1, 715 supprimit extemplo uocem firmatque soporem languida permulcens medicata lumina uirga. Nec mora, falcato nutantem uulnerat ense, qua collo est confine caput, saxoque cruentum deicit et maculat praeruptam sanguine rupem.

1, 720 Arge, iaces, quodque in tot lumina lumen habebas, exstinctum est, centumque oculos nox occupat una. Excipit hos uolucrisque suae Saturnia pennis collocat et gemmis caudam stellantibus inplet.

 

Pan croyait déjà Syrinx à sa merci, mais dans ses mains il saisit des roseaux du marais et non le corps de la nymphe. Et tandis qu'il pousse des soupirs, l'air qu'il a déplacé à travers les roseaux produit un son léger, une sorte de plainte. Séduit par cette nouveauté et la douceur de cette mélodie,

Pan dit : « Pour moi, cela restera un moyen de converser avec toi ». Et ainsi grâce à des roseaux inégaux reliés entre eux par un joint de cire, il perpétua le nom de la jeune fille. Sur le point de raconter cela, le dieu du Cyllène voit tous les yeux d'Argus relâchés et ses regards voilés de sommeil.

Il arrête aussitôt de parler et, effleurant de sa baguette magique les yeux languissants du monstre, il en accentue la torpeur.
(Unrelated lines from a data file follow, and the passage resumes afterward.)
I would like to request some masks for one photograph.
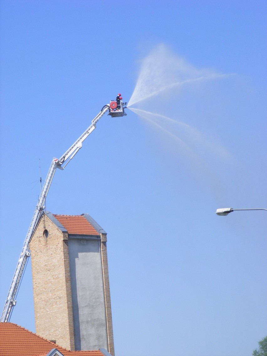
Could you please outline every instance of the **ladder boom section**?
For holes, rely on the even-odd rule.
[[[82,135],[81,135],[79,138],[70,147],[68,151],[66,151],[64,154],[60,157],[58,160],[58,166],[63,164],[68,158],[69,158],[70,159],[71,159],[73,158],[79,150],[82,148],[83,142],[84,141],[85,138],[95,129],[96,122],[103,116],[104,114],[108,111],[109,109],[109,105],[105,105],[103,107],[101,111],[97,114],[94,120],[92,121],[92,123],[88,129],[84,131]],[[67,164],[67,163],[66,163],[65,164],[65,167]],[[61,167],[59,166],[58,168],[60,168]],[[63,168],[63,167],[61,167],[61,169]]]
[[[29,242],[39,218],[42,215],[44,208],[46,198],[57,168],[58,161],[58,160],[57,158],[53,158],[52,161],[38,204],[35,208],[34,214],[26,235],[23,247],[9,288],[7,298],[0,320],[0,322],[1,323],[5,323],[9,321],[11,316],[11,313],[13,307],[16,304],[16,296],[18,291],[20,283],[26,266],[27,260],[30,254]]]
[[[83,142],[88,137],[96,127],[96,124],[99,119],[109,110],[109,105],[104,105],[100,111],[92,120],[92,123],[78,139],[65,152],[59,159],[53,158],[51,163],[44,184],[42,189],[41,194],[35,208],[34,214],[28,230],[24,241],[23,247],[18,261],[12,281],[9,288],[7,298],[3,310],[0,322],[6,323],[9,321],[13,307],[16,304],[16,297],[18,292],[21,278],[26,266],[27,261],[30,255],[29,243],[32,234],[36,227],[39,219],[44,209],[46,198],[51,185],[57,168],[63,169],[66,165],[74,157],[79,150],[82,148]],[[64,167],[62,165],[67,161],[69,160]]]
Puis brusquement, tandis qu'Argus incline la tête, il le frappe de son épée munie d'un croc à la jointure du cou , et précipite du rocher la tête sanglante, qui tache de son sang la paroi abrupte.

Argus, te voilà gisant ; la lumière de tes regards si nombreux s'est éteinte, et sur tes cent yeux règne une nuit sans fin. La Saturnienne les recueille et les place sur le plumage de l'oiseau qui est sien, lui couvrant la queue d'étincelantes pierres précieuses.